Here I suggest a paradox, or a mystery, or a puzzle in the doubled exterminate, in typical form: infinitive followed by verb.

I say this is mystery for Christian reasons. Not that Christ is in or not in the text. Christ, the anointed is in all texts. And the anointing Spirit is in all texts. This is part of God with us which is equally in all these texts but not exclusively, for in these texts, the Spirit does not exclude the rest of the created order, all of which is, as they say, God's other book or God's other peoples...

Now my Christian reason is this. It is in the death of Jesus, called the anointed, i.e. Messiah, i.e.
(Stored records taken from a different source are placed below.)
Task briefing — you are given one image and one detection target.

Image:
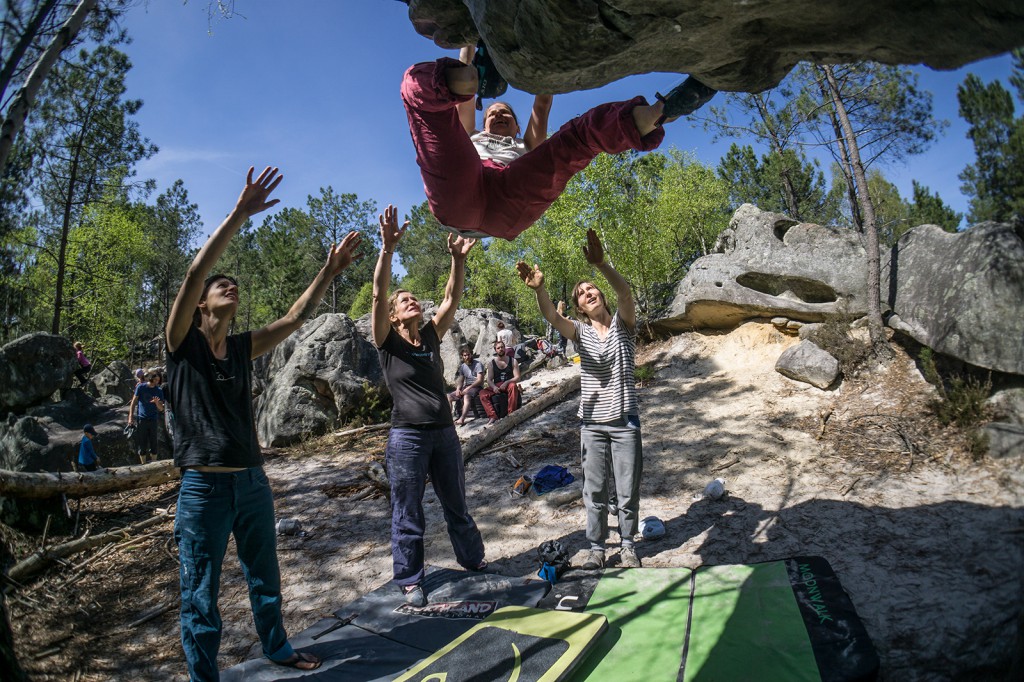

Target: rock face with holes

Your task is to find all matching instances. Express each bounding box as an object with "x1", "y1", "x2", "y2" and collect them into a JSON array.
[
  {"x1": 659, "y1": 204, "x2": 867, "y2": 331},
  {"x1": 407, "y1": 0, "x2": 1024, "y2": 94}
]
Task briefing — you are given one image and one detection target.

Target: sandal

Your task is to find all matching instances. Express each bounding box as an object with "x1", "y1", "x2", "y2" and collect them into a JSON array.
[
  {"x1": 268, "y1": 651, "x2": 324, "y2": 670},
  {"x1": 654, "y1": 76, "x2": 718, "y2": 128},
  {"x1": 472, "y1": 40, "x2": 509, "y2": 111}
]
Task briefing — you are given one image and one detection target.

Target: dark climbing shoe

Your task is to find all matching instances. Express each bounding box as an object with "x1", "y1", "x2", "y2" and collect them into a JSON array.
[
  {"x1": 654, "y1": 76, "x2": 718, "y2": 125},
  {"x1": 473, "y1": 40, "x2": 509, "y2": 109}
]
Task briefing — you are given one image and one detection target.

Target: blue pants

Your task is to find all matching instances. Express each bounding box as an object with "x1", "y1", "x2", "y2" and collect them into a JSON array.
[
  {"x1": 385, "y1": 426, "x2": 483, "y2": 586},
  {"x1": 580, "y1": 417, "x2": 643, "y2": 550},
  {"x1": 174, "y1": 467, "x2": 294, "y2": 682}
]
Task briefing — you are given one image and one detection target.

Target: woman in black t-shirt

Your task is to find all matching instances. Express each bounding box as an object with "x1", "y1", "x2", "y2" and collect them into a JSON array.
[
  {"x1": 166, "y1": 167, "x2": 359, "y2": 681},
  {"x1": 371, "y1": 206, "x2": 487, "y2": 606}
]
Christ (a Greek form of Messiah), it is in this death that we die. We are exterminated in him but not so that we are no longer alive. Since he was raised from death by God, we also are alive to that same Spirit in a wholly new way, a way that we could not have discovered without this particular death in and of our world. They say he gave his life for the life of the world. That's us. We are 'in him' to live not to die, but we must first die to live. But it is life and a new world in this present time, whatever else this hope leads to.
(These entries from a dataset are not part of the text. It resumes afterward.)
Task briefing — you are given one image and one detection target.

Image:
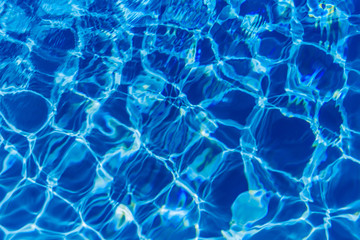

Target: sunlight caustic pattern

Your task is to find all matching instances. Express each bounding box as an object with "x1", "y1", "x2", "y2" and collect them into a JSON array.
[{"x1": 0, "y1": 0, "x2": 360, "y2": 240}]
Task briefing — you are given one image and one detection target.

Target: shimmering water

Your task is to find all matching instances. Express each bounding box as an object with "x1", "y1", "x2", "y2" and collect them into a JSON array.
[{"x1": 0, "y1": 0, "x2": 360, "y2": 240}]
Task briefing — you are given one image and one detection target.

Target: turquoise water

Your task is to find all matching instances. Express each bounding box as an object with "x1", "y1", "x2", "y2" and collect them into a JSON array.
[{"x1": 0, "y1": 0, "x2": 360, "y2": 240}]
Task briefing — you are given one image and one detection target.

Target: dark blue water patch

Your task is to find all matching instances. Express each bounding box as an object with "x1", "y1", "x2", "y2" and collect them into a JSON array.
[
  {"x1": 265, "y1": 64, "x2": 289, "y2": 97},
  {"x1": 268, "y1": 171, "x2": 304, "y2": 197},
  {"x1": 0, "y1": 39, "x2": 29, "y2": 61},
  {"x1": 122, "y1": 58, "x2": 143, "y2": 84},
  {"x1": 28, "y1": 72, "x2": 54, "y2": 100},
  {"x1": 199, "y1": 203, "x2": 231, "y2": 239},
  {"x1": 207, "y1": 91, "x2": 256, "y2": 125},
  {"x1": 248, "y1": 221, "x2": 312, "y2": 240},
  {"x1": 195, "y1": 38, "x2": 215, "y2": 65},
  {"x1": 32, "y1": 132, "x2": 75, "y2": 170},
  {"x1": 79, "y1": 14, "x2": 119, "y2": 32},
  {"x1": 258, "y1": 31, "x2": 292, "y2": 60},
  {"x1": 55, "y1": 91, "x2": 90, "y2": 132},
  {"x1": 177, "y1": 138, "x2": 222, "y2": 176},
  {"x1": 268, "y1": 93, "x2": 316, "y2": 117},
  {"x1": 113, "y1": 223, "x2": 140, "y2": 240},
  {"x1": 0, "y1": 128, "x2": 30, "y2": 156},
  {"x1": 0, "y1": 145, "x2": 24, "y2": 188},
  {"x1": 100, "y1": 91, "x2": 132, "y2": 126},
  {"x1": 126, "y1": 155, "x2": 173, "y2": 201},
  {"x1": 155, "y1": 25, "x2": 194, "y2": 52},
  {"x1": 239, "y1": 0, "x2": 272, "y2": 21},
  {"x1": 344, "y1": 34, "x2": 360, "y2": 70},
  {"x1": 182, "y1": 68, "x2": 228, "y2": 105},
  {"x1": 274, "y1": 198, "x2": 307, "y2": 222},
  {"x1": 319, "y1": 100, "x2": 343, "y2": 134},
  {"x1": 86, "y1": 34, "x2": 114, "y2": 56},
  {"x1": 328, "y1": 219, "x2": 359, "y2": 240},
  {"x1": 41, "y1": 28, "x2": 76, "y2": 54},
  {"x1": 324, "y1": 159, "x2": 360, "y2": 208},
  {"x1": 250, "y1": 192, "x2": 281, "y2": 229},
  {"x1": 0, "y1": 92, "x2": 49, "y2": 132},
  {"x1": 86, "y1": 119, "x2": 134, "y2": 155},
  {"x1": 82, "y1": 194, "x2": 115, "y2": 228},
  {"x1": 141, "y1": 101, "x2": 196, "y2": 156},
  {"x1": 207, "y1": 153, "x2": 248, "y2": 213},
  {"x1": 343, "y1": 89, "x2": 360, "y2": 131},
  {"x1": 211, "y1": 123, "x2": 241, "y2": 148},
  {"x1": 55, "y1": 147, "x2": 96, "y2": 202},
  {"x1": 0, "y1": 184, "x2": 45, "y2": 230},
  {"x1": 317, "y1": 146, "x2": 342, "y2": 172},
  {"x1": 346, "y1": 71, "x2": 360, "y2": 92},
  {"x1": 149, "y1": 185, "x2": 199, "y2": 239},
  {"x1": 296, "y1": 45, "x2": 345, "y2": 96},
  {"x1": 147, "y1": 51, "x2": 187, "y2": 83},
  {"x1": 210, "y1": 23, "x2": 231, "y2": 46},
  {"x1": 31, "y1": 52, "x2": 61, "y2": 75},
  {"x1": 255, "y1": 110, "x2": 315, "y2": 176},
  {"x1": 36, "y1": 196, "x2": 81, "y2": 233}
]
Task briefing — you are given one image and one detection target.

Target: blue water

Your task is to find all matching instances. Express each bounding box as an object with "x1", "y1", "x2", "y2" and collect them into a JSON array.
[{"x1": 0, "y1": 0, "x2": 360, "y2": 240}]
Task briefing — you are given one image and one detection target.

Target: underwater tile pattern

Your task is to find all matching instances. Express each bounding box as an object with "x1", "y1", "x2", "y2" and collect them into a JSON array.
[{"x1": 0, "y1": 0, "x2": 360, "y2": 240}]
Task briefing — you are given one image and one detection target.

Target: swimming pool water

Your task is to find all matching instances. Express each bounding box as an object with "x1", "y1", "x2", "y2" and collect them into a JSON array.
[{"x1": 0, "y1": 0, "x2": 360, "y2": 240}]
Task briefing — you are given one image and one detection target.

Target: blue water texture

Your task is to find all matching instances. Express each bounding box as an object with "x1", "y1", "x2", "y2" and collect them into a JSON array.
[{"x1": 0, "y1": 0, "x2": 360, "y2": 240}]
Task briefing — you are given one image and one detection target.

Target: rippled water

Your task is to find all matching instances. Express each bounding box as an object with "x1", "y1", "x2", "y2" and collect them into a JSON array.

Hey - is this new world any good? Or does it need fixing also (tikkun olam)?
It needs fixing also, but it is good, like the good of Genesis, and the good of the Psalms, and a good that cannot be fully spoken or explained. Taste and see.

It's not original with me. It permeates Paul's writing in the NT. And if I learned from him, he yet did not explain what he meant. Such explanation is impossible. We are mystery to each other and to ourselves. If I say the mystery is resolved by this conundrum, it is only in doing that it is found by anyone else based on whatever pointer is tested. Paul is a pointer. He at least is recognized, if hated by many. I am also pointing. I am not an authority. I have like Amos, no standing anywhere in particular. I am outside the guild of scholars and I am not ordained. Why would anyone want such a difficult job? But it is no game that I am playing, even if I must play by so called 'secular' rules.

And I must play by these rules for very good equally Christian reasons. (O adjectives!) The reason is simple, any imposition of explanation on another person or any living being is abuse of power.

You are absolutely entitled to ignore me. Mind you, you don't have to. Comments are open.